Colfer stated that A Tale of Magic... was meant to be a straightforward start of a prequel series with the working title The Land Before Stories. When he began to write it, he felt anger and helplessness from the world's condition. Instead, he wrote something he felt could set the next generation "on a better path", the book ceasing to be as much of a prequel as it was an original story.

===Influences===
A Tale of Magic... was primarily influenced by Colfer's trauma from the September 11 attacks, which happened when he was 11. While he was old enough to know what was happening, he did not know why it was occurring.
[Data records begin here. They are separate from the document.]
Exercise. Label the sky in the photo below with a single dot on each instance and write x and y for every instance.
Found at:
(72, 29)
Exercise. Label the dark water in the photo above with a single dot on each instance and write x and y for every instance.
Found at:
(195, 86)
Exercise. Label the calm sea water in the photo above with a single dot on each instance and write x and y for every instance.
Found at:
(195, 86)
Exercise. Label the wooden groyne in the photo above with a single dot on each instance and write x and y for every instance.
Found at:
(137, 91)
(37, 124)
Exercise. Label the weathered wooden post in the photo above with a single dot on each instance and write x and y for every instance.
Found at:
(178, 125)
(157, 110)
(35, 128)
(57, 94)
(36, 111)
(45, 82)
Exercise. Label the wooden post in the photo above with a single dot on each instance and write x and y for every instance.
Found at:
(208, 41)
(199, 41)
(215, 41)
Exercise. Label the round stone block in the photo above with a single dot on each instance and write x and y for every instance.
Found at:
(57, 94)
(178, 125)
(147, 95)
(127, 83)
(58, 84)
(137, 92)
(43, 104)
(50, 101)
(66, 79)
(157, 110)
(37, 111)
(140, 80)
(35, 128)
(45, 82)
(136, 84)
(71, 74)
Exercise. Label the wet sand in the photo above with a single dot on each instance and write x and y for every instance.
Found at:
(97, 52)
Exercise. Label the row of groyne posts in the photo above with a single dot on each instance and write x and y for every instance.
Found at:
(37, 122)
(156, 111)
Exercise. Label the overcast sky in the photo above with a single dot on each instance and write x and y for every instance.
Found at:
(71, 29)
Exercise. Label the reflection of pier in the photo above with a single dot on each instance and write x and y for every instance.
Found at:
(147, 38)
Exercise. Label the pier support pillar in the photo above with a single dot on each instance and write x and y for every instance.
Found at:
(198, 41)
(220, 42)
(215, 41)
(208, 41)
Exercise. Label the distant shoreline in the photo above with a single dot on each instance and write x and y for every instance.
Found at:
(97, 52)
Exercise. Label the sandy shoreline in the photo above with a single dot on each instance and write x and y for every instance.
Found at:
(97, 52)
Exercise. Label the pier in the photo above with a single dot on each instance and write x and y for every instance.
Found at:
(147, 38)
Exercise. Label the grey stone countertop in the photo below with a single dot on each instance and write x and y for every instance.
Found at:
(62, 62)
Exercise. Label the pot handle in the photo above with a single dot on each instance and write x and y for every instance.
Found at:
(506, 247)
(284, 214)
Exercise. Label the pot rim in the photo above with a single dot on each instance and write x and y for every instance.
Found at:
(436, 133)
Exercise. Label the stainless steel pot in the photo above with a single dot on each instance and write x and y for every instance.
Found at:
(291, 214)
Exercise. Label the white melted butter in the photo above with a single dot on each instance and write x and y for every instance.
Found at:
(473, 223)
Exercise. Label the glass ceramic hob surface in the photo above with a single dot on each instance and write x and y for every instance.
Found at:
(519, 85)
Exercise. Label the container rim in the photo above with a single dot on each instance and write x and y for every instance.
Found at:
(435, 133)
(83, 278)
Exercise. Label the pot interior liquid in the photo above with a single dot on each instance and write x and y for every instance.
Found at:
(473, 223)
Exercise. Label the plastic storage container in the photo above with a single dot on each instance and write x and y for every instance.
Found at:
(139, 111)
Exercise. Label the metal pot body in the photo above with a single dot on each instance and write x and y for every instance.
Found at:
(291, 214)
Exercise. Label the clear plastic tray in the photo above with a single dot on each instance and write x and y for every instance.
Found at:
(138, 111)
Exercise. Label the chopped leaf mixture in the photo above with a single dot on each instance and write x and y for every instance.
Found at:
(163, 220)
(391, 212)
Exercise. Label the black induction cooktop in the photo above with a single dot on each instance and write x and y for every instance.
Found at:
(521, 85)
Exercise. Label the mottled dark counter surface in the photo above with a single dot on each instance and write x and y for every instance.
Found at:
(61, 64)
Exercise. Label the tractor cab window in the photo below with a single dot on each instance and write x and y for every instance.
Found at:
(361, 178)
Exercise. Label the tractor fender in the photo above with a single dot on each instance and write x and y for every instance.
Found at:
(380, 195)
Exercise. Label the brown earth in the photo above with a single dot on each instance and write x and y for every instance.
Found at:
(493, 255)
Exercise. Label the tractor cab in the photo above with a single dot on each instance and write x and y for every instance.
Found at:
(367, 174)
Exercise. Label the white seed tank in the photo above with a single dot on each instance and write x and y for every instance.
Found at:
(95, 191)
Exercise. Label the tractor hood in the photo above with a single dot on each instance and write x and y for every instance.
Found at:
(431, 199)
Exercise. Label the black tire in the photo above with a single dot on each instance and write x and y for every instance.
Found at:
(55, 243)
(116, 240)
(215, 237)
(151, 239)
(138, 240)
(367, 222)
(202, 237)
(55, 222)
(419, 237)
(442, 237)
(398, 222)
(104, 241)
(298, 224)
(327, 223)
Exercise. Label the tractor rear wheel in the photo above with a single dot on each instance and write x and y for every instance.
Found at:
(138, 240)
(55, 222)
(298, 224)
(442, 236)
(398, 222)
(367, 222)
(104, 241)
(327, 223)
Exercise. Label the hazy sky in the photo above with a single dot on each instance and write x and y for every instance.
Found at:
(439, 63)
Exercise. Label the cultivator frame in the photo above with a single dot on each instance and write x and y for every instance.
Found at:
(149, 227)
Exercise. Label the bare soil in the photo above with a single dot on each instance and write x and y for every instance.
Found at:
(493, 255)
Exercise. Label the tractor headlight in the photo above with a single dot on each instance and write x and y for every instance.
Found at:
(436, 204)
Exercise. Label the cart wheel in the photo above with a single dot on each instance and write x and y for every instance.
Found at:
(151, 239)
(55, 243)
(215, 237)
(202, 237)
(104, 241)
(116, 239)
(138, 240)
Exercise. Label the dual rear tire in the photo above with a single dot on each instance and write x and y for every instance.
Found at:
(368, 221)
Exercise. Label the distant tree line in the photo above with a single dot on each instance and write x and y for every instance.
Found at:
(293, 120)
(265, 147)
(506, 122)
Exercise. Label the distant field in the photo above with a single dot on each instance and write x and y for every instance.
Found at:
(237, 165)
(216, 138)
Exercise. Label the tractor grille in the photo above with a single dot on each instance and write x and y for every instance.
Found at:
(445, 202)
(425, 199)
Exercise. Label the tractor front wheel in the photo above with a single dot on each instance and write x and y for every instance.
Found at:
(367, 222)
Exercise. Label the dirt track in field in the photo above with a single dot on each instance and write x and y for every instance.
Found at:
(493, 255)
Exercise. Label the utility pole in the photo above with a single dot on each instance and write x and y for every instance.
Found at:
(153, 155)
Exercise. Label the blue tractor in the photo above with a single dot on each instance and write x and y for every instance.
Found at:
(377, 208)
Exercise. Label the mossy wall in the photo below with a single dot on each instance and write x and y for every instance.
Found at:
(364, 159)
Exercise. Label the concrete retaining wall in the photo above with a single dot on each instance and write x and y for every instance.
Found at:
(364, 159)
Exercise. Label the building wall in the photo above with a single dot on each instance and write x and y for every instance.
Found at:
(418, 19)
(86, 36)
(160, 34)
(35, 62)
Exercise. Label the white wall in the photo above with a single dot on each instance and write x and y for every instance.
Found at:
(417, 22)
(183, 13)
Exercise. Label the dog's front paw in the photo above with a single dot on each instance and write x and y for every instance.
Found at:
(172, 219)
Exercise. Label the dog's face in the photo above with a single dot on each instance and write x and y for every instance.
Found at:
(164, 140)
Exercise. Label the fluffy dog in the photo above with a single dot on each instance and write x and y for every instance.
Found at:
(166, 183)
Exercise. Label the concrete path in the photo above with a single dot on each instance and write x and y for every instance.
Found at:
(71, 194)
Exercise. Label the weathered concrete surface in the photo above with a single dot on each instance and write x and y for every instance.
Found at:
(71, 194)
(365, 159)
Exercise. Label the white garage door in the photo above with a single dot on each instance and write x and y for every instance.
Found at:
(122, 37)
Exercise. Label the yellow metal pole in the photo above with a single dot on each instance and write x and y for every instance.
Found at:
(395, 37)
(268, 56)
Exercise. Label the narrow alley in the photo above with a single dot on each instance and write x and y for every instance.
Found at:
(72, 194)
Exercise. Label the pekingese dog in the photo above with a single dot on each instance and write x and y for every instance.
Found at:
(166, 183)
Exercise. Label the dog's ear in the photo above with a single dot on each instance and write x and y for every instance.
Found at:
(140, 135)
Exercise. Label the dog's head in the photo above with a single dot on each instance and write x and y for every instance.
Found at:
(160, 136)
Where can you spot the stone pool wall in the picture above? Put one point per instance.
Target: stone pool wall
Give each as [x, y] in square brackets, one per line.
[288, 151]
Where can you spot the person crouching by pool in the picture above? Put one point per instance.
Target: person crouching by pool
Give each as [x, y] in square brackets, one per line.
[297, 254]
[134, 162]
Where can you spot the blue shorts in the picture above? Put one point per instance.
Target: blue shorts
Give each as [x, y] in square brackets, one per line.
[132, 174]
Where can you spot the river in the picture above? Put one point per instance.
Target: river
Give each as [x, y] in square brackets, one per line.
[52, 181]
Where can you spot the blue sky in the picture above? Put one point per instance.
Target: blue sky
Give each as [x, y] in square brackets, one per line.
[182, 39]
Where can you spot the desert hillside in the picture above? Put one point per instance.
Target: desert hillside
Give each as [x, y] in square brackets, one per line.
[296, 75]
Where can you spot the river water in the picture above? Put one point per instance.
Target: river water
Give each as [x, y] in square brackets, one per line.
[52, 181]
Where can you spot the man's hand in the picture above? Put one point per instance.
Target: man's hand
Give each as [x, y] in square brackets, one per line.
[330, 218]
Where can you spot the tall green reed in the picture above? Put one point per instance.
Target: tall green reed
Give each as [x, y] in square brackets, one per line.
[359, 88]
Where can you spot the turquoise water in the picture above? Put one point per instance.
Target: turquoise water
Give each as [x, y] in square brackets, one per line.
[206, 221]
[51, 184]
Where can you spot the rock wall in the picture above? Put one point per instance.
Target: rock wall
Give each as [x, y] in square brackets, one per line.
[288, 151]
The fact people are persecuted for being magical in the book is "an allegory for being gay". Colfer also was influenced by J. K. Rowling's novels. The end of the Harry Potter series inspired him to write his own books.
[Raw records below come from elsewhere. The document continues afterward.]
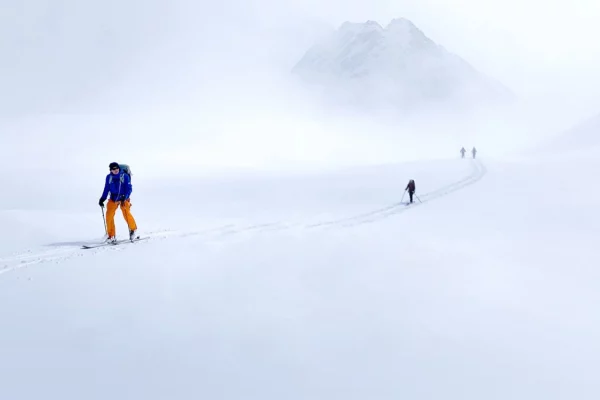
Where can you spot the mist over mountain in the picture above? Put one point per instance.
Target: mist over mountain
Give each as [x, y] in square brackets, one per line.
[398, 66]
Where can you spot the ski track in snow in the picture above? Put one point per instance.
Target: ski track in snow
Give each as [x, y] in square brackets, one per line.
[66, 251]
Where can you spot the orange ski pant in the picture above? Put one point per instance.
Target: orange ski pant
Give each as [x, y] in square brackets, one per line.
[111, 209]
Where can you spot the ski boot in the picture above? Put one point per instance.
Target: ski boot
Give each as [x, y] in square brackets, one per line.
[132, 235]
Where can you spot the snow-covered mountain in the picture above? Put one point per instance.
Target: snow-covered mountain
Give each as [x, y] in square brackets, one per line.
[366, 63]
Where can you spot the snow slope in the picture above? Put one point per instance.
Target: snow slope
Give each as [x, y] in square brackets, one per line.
[315, 286]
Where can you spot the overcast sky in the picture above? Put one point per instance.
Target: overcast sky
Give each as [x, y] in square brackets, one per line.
[534, 47]
[135, 57]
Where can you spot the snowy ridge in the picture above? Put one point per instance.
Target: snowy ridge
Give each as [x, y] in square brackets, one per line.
[64, 251]
[369, 65]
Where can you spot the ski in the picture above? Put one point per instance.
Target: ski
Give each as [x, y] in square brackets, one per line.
[118, 242]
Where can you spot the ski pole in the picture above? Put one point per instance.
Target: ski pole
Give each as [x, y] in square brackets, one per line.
[104, 220]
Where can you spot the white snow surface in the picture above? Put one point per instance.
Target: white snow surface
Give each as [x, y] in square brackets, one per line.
[316, 286]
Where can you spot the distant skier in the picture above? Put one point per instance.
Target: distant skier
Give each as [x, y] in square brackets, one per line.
[411, 188]
[118, 184]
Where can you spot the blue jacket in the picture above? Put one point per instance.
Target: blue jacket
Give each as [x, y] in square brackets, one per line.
[117, 185]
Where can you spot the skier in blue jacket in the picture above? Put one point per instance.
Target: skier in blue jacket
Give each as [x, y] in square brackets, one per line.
[118, 185]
Colfer described the novel as his own "manifesto for compassion" and the "toughest book" he has ever written. He wanted to write a book which could give parents and teachers guidance when explaining troubling things to children while still giving them a "magical adventure". He thought young people should know there is still lots of love, even if one feels like they are not accepted or appreciated. Additionally, he believed fiction's purpose was to make people more reasonable and compassionate.

==Publication==
The book was first published on October 1, 2019, by Little, Brown and Company. On October 20, the book debuted at number 1 on the Children's Middle Grade Hardcover The New York Times Best Seller list, staying atop the list for four consecutive weeks before dropping to number 3 on its fifth week. On its sixth week, the book rose to number 2 before dropping to number 6. On its 14th week, it rose to number 1 again. After its 17th week, the book dropped off the list.

==Promotion==
In March 2019, the cover of the book was revealed by Entertainment Weekly. Colfer did a "traditional" tour to promote the book from October 1 to October 8 of the same year, doing book signings. He visited book stores in New York City; Northvale, New Jersey; Naperville, Illinois; Sykesville, Maryland; Decatur, Georgia; Frisco, Texas; Tempe, Arizona; and Los Angeles.

==Reception==
Publishers Weekly noted its "focus on chosen family, accepting one's true self, and changing public perception through normalization" as well as Colfer's metaphors for marginalized experience, praising the characters and storyline. Mary Eisenhart of Common Sense Media gave the book four out of five stars for the characters' complexity, relatability and dealing with tragedies while facing dangers to attempt to make the world a more secure place for people who also have magic, and pep talks from Brystal. She complimented the themes of the book, though she stated violence was "pretty much everywhere". The book also received a Parents' Choice Gold Award in 2020.

==Sequels==
A sequel titled A Tale of Witchcraft... was published on October 6, 2020, which also debuted on The New York Times Best Seller list, dropping off after its 17th week. A Tale of Sorcery... was published on September 28, 2021. Colfer is unsure if there will be a fourth installment, but as of October 2021, he said it is "very likely".